Unmasking SQL Server Dynamic Data Masking, Part 3, Security Concerns

This is part of a series on Dynamic Data Masking by Ben Johnston. For the rest of the series, click here

This is the third part of a series on SQL Server Dynamic Data Masking. The first part in the series was a brief introduction to dynamic data masking, completing solutions, and use cases. The second part covered setting up masking and some examples. This part starts exploring side channel attacks against dynamic data masking.

This article will show that are plenty of security concerns with using Dynamic Data Masking as a general-purpose security tool, but don’t let it completely keep you from using it. The point of the article is to show you the weakness of the tool, particularly for ad-hoc uses with users who might be keen to snoop around the data in ways you might not expect.

There are a lot of ways that users can decode data that is only dynamically masked, and in the next two entries in this series I want to show some of those methods, not to show you HOW to decode masked data, but for two reasons.

  1. To show you why dynamic data masking should not be used to mask very personal data that might be stolen, especially when you do not have tight control over the users.
  2. To help you notice if your users might be doing some of these things.

Side Channel Attacks

When SQL Server 2016 was announced, dynamic data masking was an exciting part of the offering from a security and business intelligence perspective. Allowing end users to access data while masking critical data is a boon. It eliminates the need for custom solutions and makes it possible to expose useful data in a safe manner. The documentation for this feature had a few lines, warnings really, about the possibility of side channel attacks. I had heard of side channel attacks in regard to the operating system and other products but didn’t exactly understand how it applied to masking. The basic examples made sense, but I needed to understand the limits of this to evaluate it properly and see how it might fit into existing architectures.
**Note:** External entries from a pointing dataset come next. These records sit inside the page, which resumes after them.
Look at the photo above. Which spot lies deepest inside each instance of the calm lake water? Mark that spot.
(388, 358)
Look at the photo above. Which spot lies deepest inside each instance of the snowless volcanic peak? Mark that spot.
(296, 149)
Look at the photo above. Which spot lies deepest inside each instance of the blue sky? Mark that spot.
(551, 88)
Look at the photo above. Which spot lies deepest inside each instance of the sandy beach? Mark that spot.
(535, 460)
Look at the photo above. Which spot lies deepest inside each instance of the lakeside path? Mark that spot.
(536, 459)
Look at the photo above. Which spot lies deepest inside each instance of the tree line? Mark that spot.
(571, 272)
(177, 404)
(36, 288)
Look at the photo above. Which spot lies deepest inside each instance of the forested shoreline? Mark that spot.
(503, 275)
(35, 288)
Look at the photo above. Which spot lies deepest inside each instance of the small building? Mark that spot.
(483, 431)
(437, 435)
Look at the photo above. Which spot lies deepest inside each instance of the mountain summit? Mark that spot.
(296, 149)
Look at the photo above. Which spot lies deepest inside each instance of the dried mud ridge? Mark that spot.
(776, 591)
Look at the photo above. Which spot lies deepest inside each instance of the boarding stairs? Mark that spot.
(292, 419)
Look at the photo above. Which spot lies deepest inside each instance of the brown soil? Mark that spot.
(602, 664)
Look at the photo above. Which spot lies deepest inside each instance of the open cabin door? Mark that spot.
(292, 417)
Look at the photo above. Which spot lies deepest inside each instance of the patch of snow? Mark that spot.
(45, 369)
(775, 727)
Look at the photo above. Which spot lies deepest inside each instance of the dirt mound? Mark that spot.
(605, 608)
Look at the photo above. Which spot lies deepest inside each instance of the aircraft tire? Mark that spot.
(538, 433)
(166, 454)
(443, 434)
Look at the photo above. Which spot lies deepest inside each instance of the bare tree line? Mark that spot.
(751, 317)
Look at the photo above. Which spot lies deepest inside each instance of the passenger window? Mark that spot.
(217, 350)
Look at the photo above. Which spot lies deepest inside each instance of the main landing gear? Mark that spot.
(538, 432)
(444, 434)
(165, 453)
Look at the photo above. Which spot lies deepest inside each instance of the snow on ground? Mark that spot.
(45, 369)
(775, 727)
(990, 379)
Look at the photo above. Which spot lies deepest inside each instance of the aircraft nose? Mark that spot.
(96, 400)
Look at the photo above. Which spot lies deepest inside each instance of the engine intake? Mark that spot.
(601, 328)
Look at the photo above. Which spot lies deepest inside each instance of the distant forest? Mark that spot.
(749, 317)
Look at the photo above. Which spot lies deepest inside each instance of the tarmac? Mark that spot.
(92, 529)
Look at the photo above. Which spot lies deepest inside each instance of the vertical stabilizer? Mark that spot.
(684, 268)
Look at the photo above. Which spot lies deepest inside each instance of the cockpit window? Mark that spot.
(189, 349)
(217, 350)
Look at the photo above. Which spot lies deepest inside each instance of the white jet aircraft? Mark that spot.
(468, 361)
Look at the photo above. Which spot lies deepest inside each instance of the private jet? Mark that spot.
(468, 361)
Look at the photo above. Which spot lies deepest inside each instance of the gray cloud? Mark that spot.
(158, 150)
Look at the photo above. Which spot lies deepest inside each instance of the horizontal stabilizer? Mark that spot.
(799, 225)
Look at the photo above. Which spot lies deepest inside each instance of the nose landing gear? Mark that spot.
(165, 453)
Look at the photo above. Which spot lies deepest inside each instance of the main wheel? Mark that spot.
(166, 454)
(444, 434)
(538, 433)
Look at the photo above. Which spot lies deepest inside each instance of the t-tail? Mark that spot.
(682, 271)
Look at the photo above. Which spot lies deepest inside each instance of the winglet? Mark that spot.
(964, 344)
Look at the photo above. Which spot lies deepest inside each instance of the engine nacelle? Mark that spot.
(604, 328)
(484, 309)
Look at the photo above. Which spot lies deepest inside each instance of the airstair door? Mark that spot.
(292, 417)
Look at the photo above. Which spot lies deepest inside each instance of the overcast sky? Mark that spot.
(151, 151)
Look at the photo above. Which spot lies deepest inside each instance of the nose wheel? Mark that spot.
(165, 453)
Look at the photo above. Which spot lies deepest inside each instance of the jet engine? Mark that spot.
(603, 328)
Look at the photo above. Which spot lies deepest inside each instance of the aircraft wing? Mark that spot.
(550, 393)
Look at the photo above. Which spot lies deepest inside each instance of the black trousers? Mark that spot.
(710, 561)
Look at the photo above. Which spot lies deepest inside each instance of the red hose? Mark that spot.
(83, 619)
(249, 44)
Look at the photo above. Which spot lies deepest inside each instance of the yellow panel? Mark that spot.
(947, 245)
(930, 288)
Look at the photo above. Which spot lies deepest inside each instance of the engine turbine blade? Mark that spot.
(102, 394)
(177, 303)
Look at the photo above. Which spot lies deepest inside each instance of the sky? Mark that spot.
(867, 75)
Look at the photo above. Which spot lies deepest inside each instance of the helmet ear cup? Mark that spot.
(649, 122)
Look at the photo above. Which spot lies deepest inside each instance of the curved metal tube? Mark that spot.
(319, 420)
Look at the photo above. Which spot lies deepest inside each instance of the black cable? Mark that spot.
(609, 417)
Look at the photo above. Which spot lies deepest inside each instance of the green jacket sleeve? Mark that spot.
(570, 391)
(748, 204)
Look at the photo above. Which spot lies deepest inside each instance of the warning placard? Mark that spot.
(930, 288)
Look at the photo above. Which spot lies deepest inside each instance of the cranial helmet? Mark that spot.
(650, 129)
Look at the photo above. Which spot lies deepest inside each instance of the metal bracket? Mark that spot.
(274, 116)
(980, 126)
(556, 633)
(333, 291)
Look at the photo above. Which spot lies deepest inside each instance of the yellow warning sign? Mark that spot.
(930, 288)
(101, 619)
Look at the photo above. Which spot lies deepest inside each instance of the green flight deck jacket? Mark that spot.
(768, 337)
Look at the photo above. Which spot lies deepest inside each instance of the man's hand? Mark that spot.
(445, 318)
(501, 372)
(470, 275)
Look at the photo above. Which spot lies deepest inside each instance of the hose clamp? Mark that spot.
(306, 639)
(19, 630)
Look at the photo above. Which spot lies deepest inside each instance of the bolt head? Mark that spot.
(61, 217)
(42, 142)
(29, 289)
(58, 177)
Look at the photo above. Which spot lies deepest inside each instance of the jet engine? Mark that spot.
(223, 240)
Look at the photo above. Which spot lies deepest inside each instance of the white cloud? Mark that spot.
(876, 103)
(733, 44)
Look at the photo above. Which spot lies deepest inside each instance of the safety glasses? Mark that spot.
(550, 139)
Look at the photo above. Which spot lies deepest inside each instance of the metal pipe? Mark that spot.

The real question was, how do these side channel attacks work and what is the scope of their vulnerability? Examples of these attacks are a little sparse. I’m sure some of the paucity of information is explained by security by obfuscation. The best way to find out the vulnerabilities was to carefully test them. The basic test bed is as follows.

  • An unaltered version of WideWorldImporters
  • An account with dbo access
  • A test account with SELECT only access
  • Individual columns were masked

With the test bed created the ability to derive clear text data from the masked data was analyzed.

Exploratory Scripts

Unmasking data starts with finding masked columns. This is a simple flag in the standard system views. The Microsoft documentation also shows a masked column system view (sys.masked_columns), but you have fewer filtering options and it can be helpful to view both masked and unmasked columns together. A likely starting point on a production system is finding a column that is masked during normal data exploration and operations. The standard version of the sample database used, WideWorldImporters, has 5 columns masked in the Purchasing.Suppliers table and the same columns in the associated temporal table masked. If your version of the database starts without these columns masked, you have a different version of the database. After running the setup script to mask columns (which you can find at the end of Part 1 here), there are a total of 38 columns masked. After you restore WorldWideImporters, run both the security and alter scripts included.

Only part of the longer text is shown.